Nun lag noch der letzte Besichtigungstermin des Ausfluges vor uns. Auf engen Straßen zirkelte unser Busfahrer den Dreiachser sicher in das kleine, etwas abseits gelegene Dorf Luková/Lukowa. Das Dutzend Häuser, zwar idyllisch gelegen, wäre keiner Beachtung wert, wenn dort nicht die St. Georgskirche stehen würde. Ihr Schicksal teilte sie mit vielen anderen Kirchen im einstigen Deutschböhmen. Verwahrlost, einer Ruine gleich, wurde diese Kirche im Jahre 2012 plötzlich durch ein Kunstprojekt bekannt. Im Rahmen seiner Abschlussarbeit gestaltete der damalige Student Jakub Hadrava 32 einzigartige Figuren aus mit Gips getränkten weißen Stoffen. Diese Figuren stellen einstige sudetendeutsche Bewohner dar, welche früher im Dorf lebten und für die der Glaube ein wesentlicher Bestandteil ihres Lebens war. Dank dieser ungewöhnlichen Dekoration bekam die Kirche eine neue Chance und war auch in den Medien präsent. Zwischenzeitlich konnten mit Spenden und Fördergelder das Dach gedeckt und die Fassade des Turmes erneuert werden, sodass dieser weit in der Umgebung sichtbar ist. Touristen strömen heute in die Kirche, um sich dieses Kunstwerk anzuschauen. Es werden keine Eintrittsgelder erhoben, jedoch wird um eine Spende für die Fortführung der Arbeiten gebeten. Dass es sich hierbei um eine sehr alte Kirche handelt, belegen Teile des Presbyteriums und der Sakristei, die bereits aus dem 14. Jahrhundert stammen.

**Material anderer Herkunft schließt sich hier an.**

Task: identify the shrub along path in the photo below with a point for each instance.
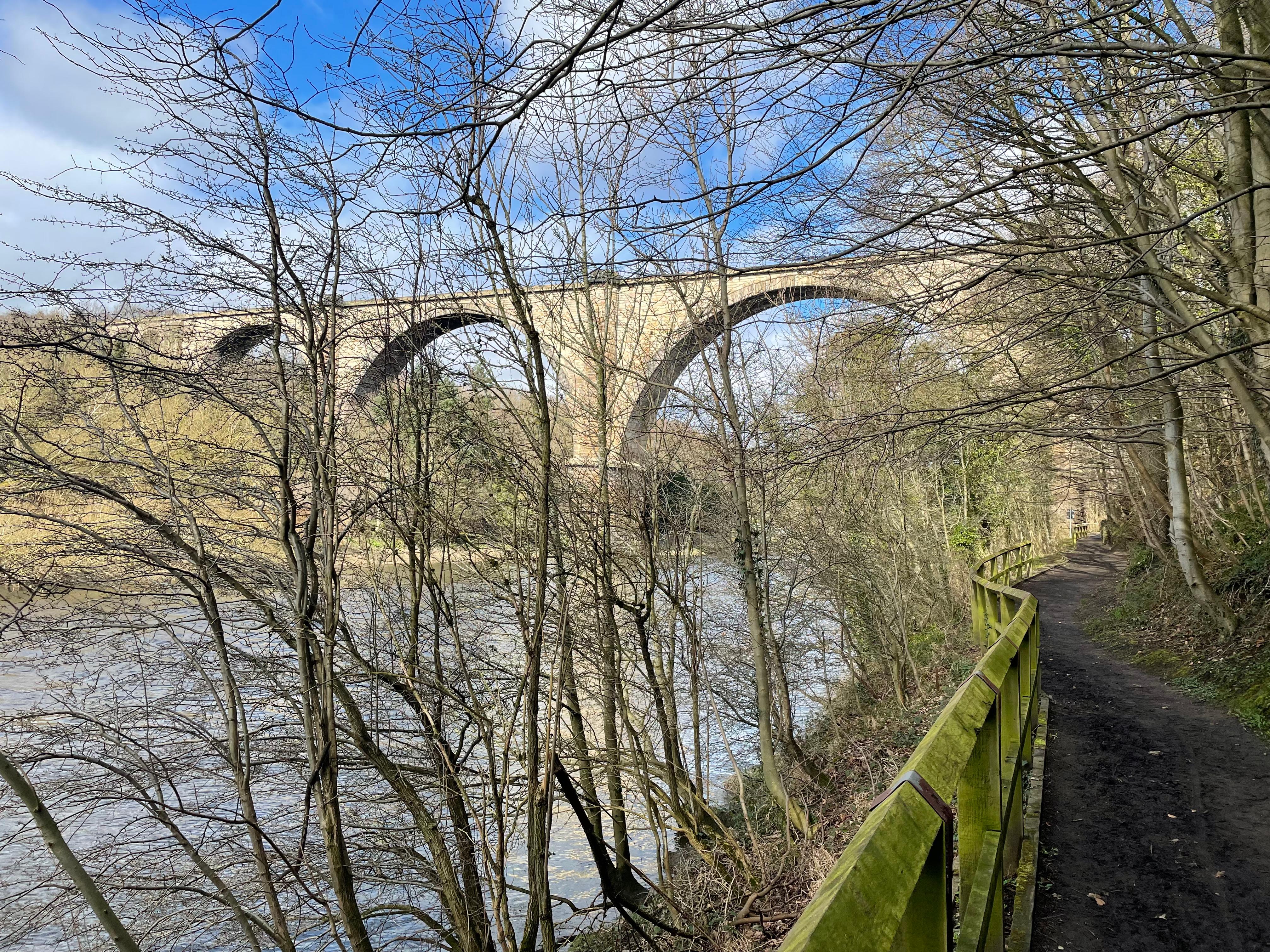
(1156, 804)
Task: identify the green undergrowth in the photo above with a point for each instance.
(858, 744)
(1153, 621)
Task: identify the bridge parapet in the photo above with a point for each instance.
(638, 336)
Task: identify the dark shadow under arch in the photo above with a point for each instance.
(684, 351)
(241, 342)
(402, 349)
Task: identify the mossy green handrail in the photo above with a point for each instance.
(892, 888)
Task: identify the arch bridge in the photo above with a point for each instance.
(639, 334)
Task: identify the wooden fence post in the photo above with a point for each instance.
(980, 815)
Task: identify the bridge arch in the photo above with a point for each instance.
(241, 342)
(402, 349)
(694, 342)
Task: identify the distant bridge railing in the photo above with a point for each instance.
(892, 888)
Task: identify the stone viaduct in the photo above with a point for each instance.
(644, 332)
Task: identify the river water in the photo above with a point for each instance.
(75, 682)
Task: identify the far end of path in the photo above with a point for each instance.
(1156, 815)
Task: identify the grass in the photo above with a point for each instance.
(1155, 624)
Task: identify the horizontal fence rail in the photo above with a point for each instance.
(892, 888)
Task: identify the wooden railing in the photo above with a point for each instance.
(892, 889)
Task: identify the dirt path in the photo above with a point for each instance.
(1154, 802)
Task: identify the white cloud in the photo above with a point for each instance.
(55, 120)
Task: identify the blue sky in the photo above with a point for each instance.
(55, 117)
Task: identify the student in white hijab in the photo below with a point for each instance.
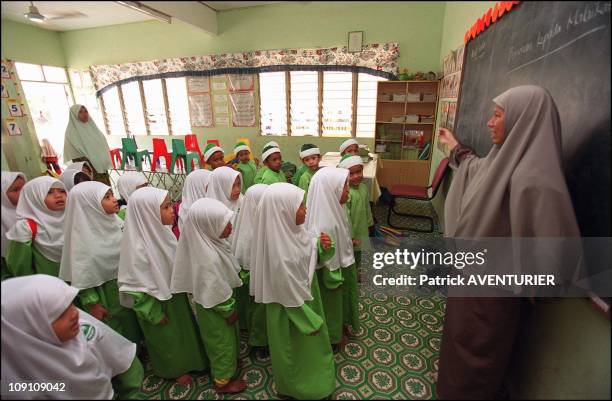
(12, 184)
(90, 258)
(72, 177)
(326, 198)
(283, 279)
(127, 183)
(37, 238)
(81, 166)
(206, 268)
(194, 188)
(224, 186)
(242, 243)
(47, 339)
(84, 141)
(147, 254)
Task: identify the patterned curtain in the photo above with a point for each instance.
(376, 59)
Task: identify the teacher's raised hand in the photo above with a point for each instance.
(447, 137)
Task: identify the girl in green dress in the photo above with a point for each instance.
(37, 238)
(90, 258)
(283, 278)
(328, 193)
(12, 184)
(242, 243)
(206, 268)
(145, 270)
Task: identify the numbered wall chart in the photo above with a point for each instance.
(220, 101)
(200, 105)
(242, 99)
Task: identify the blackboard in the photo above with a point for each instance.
(565, 48)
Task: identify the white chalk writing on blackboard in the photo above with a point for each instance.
(588, 12)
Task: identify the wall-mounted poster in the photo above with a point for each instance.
(14, 108)
(6, 69)
(243, 109)
(241, 82)
(200, 110)
(12, 128)
(198, 84)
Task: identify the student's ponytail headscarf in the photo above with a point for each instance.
(32, 351)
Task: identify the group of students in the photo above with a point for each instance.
(248, 257)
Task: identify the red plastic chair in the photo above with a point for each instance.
(115, 157)
(192, 145)
(161, 150)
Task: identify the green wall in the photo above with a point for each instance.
(416, 26)
(29, 44)
(458, 17)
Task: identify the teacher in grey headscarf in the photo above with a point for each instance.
(517, 190)
(84, 142)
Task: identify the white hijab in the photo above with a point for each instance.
(283, 264)
(9, 211)
(67, 178)
(327, 215)
(194, 188)
(147, 248)
(92, 238)
(243, 239)
(127, 183)
(204, 265)
(32, 351)
(50, 225)
(78, 166)
(220, 187)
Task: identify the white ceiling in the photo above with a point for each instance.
(230, 5)
(93, 14)
(96, 14)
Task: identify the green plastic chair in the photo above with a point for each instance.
(128, 148)
(179, 152)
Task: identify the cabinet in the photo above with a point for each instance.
(405, 121)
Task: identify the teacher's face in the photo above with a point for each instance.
(496, 126)
(83, 115)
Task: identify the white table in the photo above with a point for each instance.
(369, 171)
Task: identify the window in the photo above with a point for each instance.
(49, 98)
(273, 95)
(366, 105)
(144, 106)
(337, 103)
(320, 103)
(304, 103)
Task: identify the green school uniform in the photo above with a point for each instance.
(296, 177)
(221, 341)
(248, 171)
(244, 302)
(123, 320)
(305, 181)
(23, 259)
(5, 272)
(127, 384)
(330, 284)
(175, 348)
(303, 365)
(271, 177)
(360, 217)
(259, 175)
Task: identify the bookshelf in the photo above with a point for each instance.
(405, 121)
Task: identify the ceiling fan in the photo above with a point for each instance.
(35, 16)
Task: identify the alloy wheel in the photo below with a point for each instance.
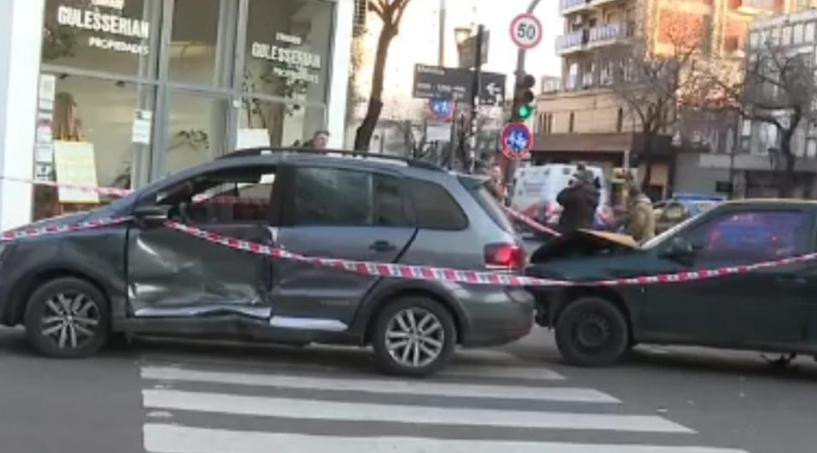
(415, 337)
(70, 320)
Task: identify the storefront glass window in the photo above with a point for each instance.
(196, 130)
(119, 36)
(264, 123)
(102, 113)
(198, 40)
(288, 48)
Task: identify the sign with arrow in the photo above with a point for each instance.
(516, 141)
(432, 82)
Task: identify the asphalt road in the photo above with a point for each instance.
(165, 396)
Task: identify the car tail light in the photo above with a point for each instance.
(504, 256)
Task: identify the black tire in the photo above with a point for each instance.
(67, 318)
(592, 332)
(386, 325)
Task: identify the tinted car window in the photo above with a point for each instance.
(752, 236)
(328, 196)
(388, 202)
(225, 197)
(434, 208)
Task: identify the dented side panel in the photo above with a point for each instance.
(175, 275)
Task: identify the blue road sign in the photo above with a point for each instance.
(517, 141)
(441, 109)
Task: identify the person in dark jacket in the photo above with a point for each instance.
(579, 201)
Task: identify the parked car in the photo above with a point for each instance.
(535, 189)
(72, 290)
(769, 310)
(682, 206)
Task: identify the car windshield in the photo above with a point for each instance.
(667, 234)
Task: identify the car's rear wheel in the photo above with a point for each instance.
(67, 318)
(592, 332)
(414, 336)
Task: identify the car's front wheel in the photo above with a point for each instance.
(66, 318)
(591, 332)
(414, 336)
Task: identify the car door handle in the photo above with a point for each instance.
(792, 279)
(382, 246)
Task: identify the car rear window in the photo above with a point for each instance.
(476, 187)
(434, 208)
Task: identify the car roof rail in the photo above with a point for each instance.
(260, 151)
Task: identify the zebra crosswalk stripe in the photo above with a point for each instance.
(397, 413)
(161, 438)
(381, 386)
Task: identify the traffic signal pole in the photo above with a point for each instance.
(510, 168)
(475, 88)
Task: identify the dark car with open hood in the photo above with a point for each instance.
(742, 275)
(194, 259)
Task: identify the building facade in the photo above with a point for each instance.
(586, 120)
(122, 92)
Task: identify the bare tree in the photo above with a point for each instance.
(654, 86)
(777, 87)
(390, 13)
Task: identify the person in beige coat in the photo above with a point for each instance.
(640, 216)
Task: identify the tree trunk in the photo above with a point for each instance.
(786, 179)
(364, 132)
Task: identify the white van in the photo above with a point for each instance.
(535, 189)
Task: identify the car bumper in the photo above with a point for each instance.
(497, 316)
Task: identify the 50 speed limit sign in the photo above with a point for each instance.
(526, 31)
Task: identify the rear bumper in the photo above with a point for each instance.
(497, 316)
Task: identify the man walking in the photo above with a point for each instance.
(579, 201)
(640, 216)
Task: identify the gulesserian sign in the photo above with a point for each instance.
(298, 63)
(114, 24)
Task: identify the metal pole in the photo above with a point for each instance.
(441, 55)
(510, 169)
(475, 88)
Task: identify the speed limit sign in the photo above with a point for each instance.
(526, 31)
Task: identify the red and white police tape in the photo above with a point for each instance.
(32, 232)
(403, 271)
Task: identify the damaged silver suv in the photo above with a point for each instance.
(72, 290)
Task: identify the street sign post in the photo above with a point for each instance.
(432, 82)
(468, 51)
(516, 141)
(441, 109)
(526, 31)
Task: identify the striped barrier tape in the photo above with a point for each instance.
(32, 232)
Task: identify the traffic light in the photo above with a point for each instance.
(523, 98)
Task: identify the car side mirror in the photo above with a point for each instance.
(679, 249)
(151, 215)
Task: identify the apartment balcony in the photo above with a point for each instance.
(609, 34)
(572, 42)
(573, 6)
(755, 7)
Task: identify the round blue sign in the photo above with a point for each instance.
(517, 141)
(441, 109)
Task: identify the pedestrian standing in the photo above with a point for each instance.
(319, 141)
(579, 201)
(495, 184)
(640, 216)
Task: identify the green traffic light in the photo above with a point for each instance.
(525, 111)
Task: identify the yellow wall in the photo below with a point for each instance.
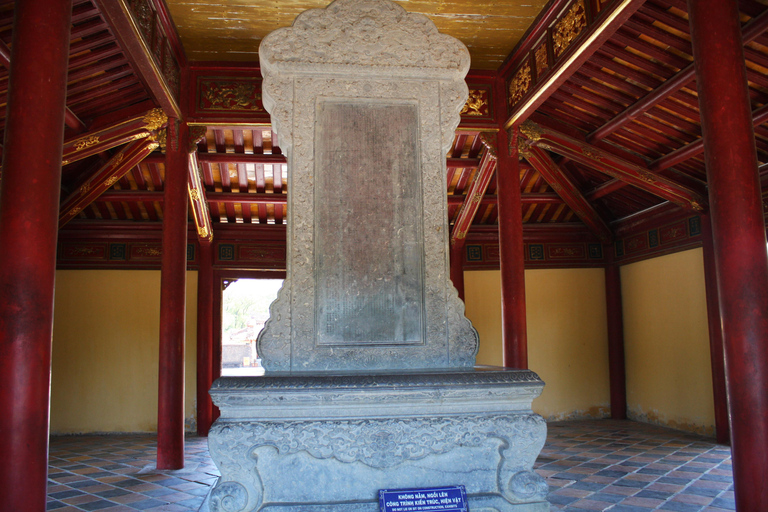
(105, 351)
(567, 336)
(669, 378)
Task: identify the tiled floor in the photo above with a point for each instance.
(631, 467)
(116, 473)
(618, 466)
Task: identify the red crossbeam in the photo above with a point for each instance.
(103, 179)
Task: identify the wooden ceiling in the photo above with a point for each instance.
(231, 30)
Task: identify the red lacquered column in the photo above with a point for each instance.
(29, 215)
(204, 338)
(616, 368)
(457, 267)
(741, 259)
(511, 248)
(170, 400)
(717, 357)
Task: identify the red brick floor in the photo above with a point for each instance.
(619, 466)
(623, 466)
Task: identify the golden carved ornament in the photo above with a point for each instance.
(569, 27)
(226, 95)
(591, 153)
(162, 138)
(532, 131)
(154, 119)
(476, 103)
(542, 63)
(489, 141)
(196, 134)
(523, 148)
(520, 84)
(86, 142)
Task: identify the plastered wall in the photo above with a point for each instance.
(669, 378)
(567, 336)
(105, 351)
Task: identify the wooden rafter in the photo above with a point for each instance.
(161, 78)
(570, 41)
(103, 179)
(566, 189)
(608, 163)
(94, 142)
(198, 202)
(477, 190)
(759, 116)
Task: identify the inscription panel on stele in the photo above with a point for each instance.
(368, 243)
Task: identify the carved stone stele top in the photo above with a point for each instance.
(365, 99)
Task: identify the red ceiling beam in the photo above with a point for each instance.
(103, 179)
(759, 116)
(754, 29)
(70, 119)
(565, 188)
(197, 200)
(569, 41)
(476, 190)
(607, 163)
(106, 138)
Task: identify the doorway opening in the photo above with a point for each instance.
(244, 311)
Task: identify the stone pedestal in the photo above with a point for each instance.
(330, 442)
(369, 358)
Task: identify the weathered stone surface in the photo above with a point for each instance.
(365, 98)
(330, 442)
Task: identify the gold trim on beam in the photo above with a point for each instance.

Dies alles erfuhren wir vom Bürgermeister der Stadt Manětín/Manetin, Josef Gilbert Matuška, der übrigens auch sehr gut deutsch spricht. Diese sehenswerte Kirche ist derzeit Samstag und Sonntag von 13 bis 16 Uhr geöffnet. Weitere Informationen zu dieser Kirche mit ihrer Ausstellung in gibt es unter https://lukova-kostel.cz in tschechischer Sprache.
Auch im Ort ist ersichtlich, dass man sich der deutschen Vergangenheit bewusst ist. Das örtliche Kriegerdenkmal wurde wieder schmuckvoll restauriert und steht in Kirchennähe.
Mit vielen neuen und schönen Eindrücken von einem interessanten und unvergesslichen Tag kehrten die 54 Teilnehmer der Exkursion zurück in ihre Region um Kraslice/Graslitz und Rotava/Rothau. Einen herzlichen Dank gebührt der Organisatorin Soňa Šimánková und den Sponsoren dieser Fahrt, den Verantwortlichen der Städte Kraslice/Graslitz und Rotava/Rothau für die finanzielle Unterstützung.
Es bleibt zu hoffen, dass die Situation der Corona-Erkrankungen nach der Urlaubszeit nicht erneut zu schwerwiegenden Eingriffen in das öffentliche Leben führen und die Vereinsarbeit im Rahmen der aktuellen Möglichkeiten wieder fortgesetzt werden kann.